10/03/2022
When speaking about their abusers, the majority of my clients experience ambivalence–having conflicting feelings. On one hand, their abuser was someone they trusted and may have even enjoyed (a sibling, doctor, babysitter, etc.). Through the process of grooming, abusers predate victims by engaging in meaningful conversations or pastimes. These relationships begin through a shared interest in life philosophies to make the victim feel “known.” This might look like bonding over games, spirituality, creativity, or professional goals. Abusers are masterful at using music, art, books, sports or peculiar pastimes to leverage the victim’s interest and participation. They want us to feel full of life as they plot to steal some of the most sacred dimensions of our life.
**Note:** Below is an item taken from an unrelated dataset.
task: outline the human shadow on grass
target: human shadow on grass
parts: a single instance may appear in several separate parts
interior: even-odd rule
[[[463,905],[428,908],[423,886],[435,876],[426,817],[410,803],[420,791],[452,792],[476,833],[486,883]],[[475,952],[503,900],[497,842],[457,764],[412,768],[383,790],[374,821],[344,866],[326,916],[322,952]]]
Acting as gatekeepers to God, beauty, and opportunity, abusers will awaken victims with profound “insights,” money, and valuable experiences of connection to maintain a power dynamic. When abusers are in the grooming process, they annul a victim’s ability to say no by overwhelming them with as many positive experiences as they can arrange. This positive reinforcement floods the brain with feel-good chemicals, creating a sense of trust (attachment) between the abuser and the victim. For this reason, many people feel complicit within their own abuse. They might say, “If I had never trusted this person or felt so full of life around them, I wouldn’t have experienced all of this.”
One important step you can take towards healing is to name not only the abuse, but also the places you felt connection and even excitement with your abuser. This is the razor’s edge of recovery: To condemn the horrors of abuse while also blessing and protecting the parts of our desire that longed for connection.